Net price excludes loans — borrowing is not "aid" the same way a grant is.
Always confirm the current academic-year figures with the institution; CampusPin data lags the most recent cycle by 1–2 years.
Tuition vs. net price
Tuition is what the institution charges before any aid. It does not include fees, room and board, books, or other living costs. For public universities the in-state and out-of-state figures can differ by tens of thousands of dollars.
Net price is the average paid by full-time, first-time undergraduates receiving aid, after grants and scholarships are subtracted from total cost of attendance. Loans are NOT subtracted; loans must still be paid back.

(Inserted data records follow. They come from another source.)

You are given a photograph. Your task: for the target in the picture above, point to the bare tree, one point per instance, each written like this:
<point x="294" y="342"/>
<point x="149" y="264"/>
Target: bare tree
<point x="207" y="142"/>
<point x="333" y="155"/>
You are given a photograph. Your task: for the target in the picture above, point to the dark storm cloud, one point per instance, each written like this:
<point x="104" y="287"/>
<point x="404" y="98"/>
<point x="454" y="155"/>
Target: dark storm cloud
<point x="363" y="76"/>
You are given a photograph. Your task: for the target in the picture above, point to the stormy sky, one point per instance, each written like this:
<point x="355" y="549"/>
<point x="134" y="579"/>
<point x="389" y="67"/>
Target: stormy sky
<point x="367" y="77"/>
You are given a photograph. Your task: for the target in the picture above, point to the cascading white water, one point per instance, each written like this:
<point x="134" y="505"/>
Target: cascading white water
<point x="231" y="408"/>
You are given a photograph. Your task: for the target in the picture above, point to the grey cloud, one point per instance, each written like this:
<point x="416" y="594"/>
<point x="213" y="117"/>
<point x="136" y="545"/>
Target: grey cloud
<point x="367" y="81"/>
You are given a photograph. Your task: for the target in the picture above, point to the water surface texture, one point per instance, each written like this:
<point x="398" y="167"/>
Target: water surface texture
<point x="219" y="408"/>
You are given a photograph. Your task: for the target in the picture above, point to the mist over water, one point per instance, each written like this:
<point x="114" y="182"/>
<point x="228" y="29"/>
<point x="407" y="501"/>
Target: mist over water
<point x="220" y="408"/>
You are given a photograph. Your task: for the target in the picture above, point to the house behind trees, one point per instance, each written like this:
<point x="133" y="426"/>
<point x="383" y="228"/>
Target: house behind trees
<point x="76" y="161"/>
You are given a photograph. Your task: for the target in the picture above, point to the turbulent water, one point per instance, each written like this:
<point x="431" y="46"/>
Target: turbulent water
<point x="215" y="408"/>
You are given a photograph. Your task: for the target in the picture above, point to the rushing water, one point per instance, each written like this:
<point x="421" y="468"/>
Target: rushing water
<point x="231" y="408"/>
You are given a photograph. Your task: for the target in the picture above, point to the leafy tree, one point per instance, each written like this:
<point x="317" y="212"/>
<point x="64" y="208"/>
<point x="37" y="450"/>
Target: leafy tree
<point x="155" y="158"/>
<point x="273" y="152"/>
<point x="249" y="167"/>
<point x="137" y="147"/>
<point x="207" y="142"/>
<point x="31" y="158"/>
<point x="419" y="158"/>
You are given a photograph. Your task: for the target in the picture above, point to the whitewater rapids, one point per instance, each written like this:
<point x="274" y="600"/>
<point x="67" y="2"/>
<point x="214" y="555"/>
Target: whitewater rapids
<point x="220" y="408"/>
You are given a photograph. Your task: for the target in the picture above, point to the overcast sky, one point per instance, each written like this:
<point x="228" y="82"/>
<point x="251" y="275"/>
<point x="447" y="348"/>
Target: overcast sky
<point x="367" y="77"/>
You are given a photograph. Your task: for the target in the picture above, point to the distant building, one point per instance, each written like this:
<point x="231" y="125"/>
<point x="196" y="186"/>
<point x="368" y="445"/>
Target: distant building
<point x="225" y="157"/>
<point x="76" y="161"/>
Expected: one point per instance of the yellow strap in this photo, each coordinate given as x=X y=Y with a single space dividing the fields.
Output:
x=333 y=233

How to read the income-band variants
When available, CampusPin shows net price broken out by family income range ($0–30k, $30–48k, $48–75k, $75–110k, $110k+). The most useful number for a specific family is the band that matches their adjusted gross income, not the overall average.
These figures come from federal aid data and reflect students who actually filed financial aid forms — students who did not file are not in the average.
Verify before you commit
Frequently asked questions
Why does CampusPin show two tuition figures?
For public universities, in-state tuition (legal residents) and out-of-state tuition can differ substantially. CampusPin reports both when applicable. Private institutions usually charge a single tuition figure for all students.
Why is the net price sometimes higher than tuition?
Net price reflects total cost of attendance (tuition + fees + room and board + books + other costs) minus grants and scholarships. Even after aid, the all-in cost of attending can exceed the tuition-only sticker.